Buralistes en colère : «Je ne veux pas mourir pour 30 €»

Cinq buralistes de Haute-Garonne ont été victimes de braqueurs ces dernières semaines. L’un d’eux témoigne, et s’alerte de la situation des petits commerces.

Les buralistes sont restés fermés pendant une heure, hier, en hommage à leur confrère tué à Marseille./Photo DDM illustration, D. Pouydebat ()

«Je ne veux pas qu’on puisse me reconnaître». Encore sous le choc du braquage qu’il a subi il y a quelques jours, ce buraliste haut-garonnais est le seul à avoir accepté de témoigner. Mais sous couvert d’anonymat. «Pas pour moi, mais pour ma famille, qui a eu encore plus peur que moi, et qui s’en remet difficilement».

Comment s’est déroulée l’agression dont vous avez été victime ?

C’était en milieu de journée. J’étais avec mon employé à la caisse. L’agresseur devait nous guetter depuis de longues minutes. Il a attendu qu’il n’y ait plus de client dans la boutique, plus il est entré, une capuche sur la tête, le visage dissimulé. Il avait une arme. C’est allé très vite. Il a dit : «La caisse, vite ! La caisse !» J’étais de dos, en train de ranger des cigarettes. J’ai dit à mon employée, devant la caisse, de ne pas paniquer, et de donner l’argent. Il est reparti avec quelques dizaines d’euros, presque rien.

Depuis, un buraliste a été tué à Marseille, pour 30 €…

Oui, ça fait froid dans le dos. Mais nous n’allons pas abandonner. En même temps, je ne veux pas me faire tuer pour 30 €…

Aujourd’hui, que ressentez-vous ?

(Très calme) Je ne me sens pas traumatisé. Par contre, les membres de ma famille le sont. Ils n’étaient pas sur place, et c’est peut-être encore pire que d’avoir vécu l’agression. Les clients aussi sont traumatisés. Par contre, je ressens de la colère. C’est tellement facile. Il suffit d’une capuche, d’une écharpe, d’un pistolet. L’agresseur peut très bien recommencer ailleurs.

Les buralistes sont de plus en plus visés par des braqueurs. Comment vous protégez-vous ?

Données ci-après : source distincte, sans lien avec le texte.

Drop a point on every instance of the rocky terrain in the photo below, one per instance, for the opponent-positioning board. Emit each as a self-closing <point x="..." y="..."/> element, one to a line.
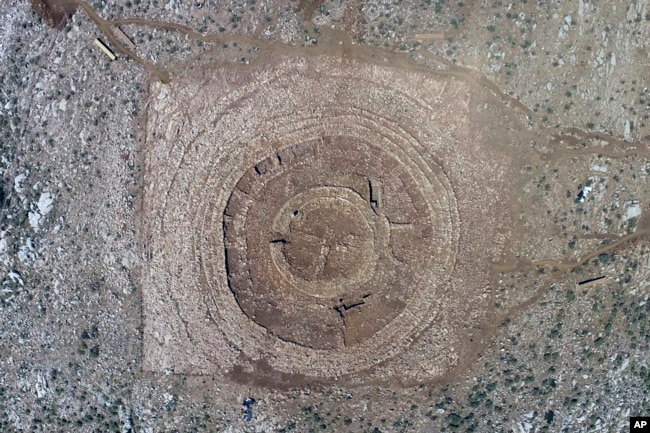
<point x="552" y="351"/>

D’abord, nous ne gardons jamais trop d’argent dans la caisse. Le braqueur n’a presque rien pris, et pourtant nous étions un jour de grosses mises à un jeu de tirage. Nous avons aussi des caméras à l’intérieur de la boutique. Mais elles ne filment que l’intérieur. Nous demandons, nous les buralistes, à pouvoir placer des caméras à l’extérieur, comme il en existe au-dessus des distributeurs de billets. Sinon, la nuit le magasin est une forteresse. Il est quasi-impossible de le cambrioler. Mais cela pousse d’autant plus les malfrats à nous agresser physiquement, en journée.

Que faire alors ?

Il faut que la justice soit plus sévère. Trop d’agresseurs – quand on parvient à les arrêter – s’en tirent avec une sanction non-dissuasive. La société évolue. Les petits commerces sont les seuls à avoir encore des espèces à disposition. Combien de coiffeurs cambriolés ? De boulangers braqués ? Et évidemment nous les buralistes, qui sommes les commerces les plus à risque. Il faut aussi que l’État arrête d’augmenter le prix du tabac. C’est devenu un produit de luxe. Bientôt, il faudra mettre les cigarettes sous vitrine…


Rideau baissé

Hier entre 10 heures et 11 heures, la quasi-totalité des 350 buralistes de Haute-Garonne a baissé son rideau de fer, en hommage à Mohamed Cheguenni, ce buraliste assassiné à Marseille vendredi 9 novembre. «Mais il faut continuer sur le terrain politique, en faisant entendre nos revendications», souligne Gérard Vidal, président de la Chambre départementale des buralistes.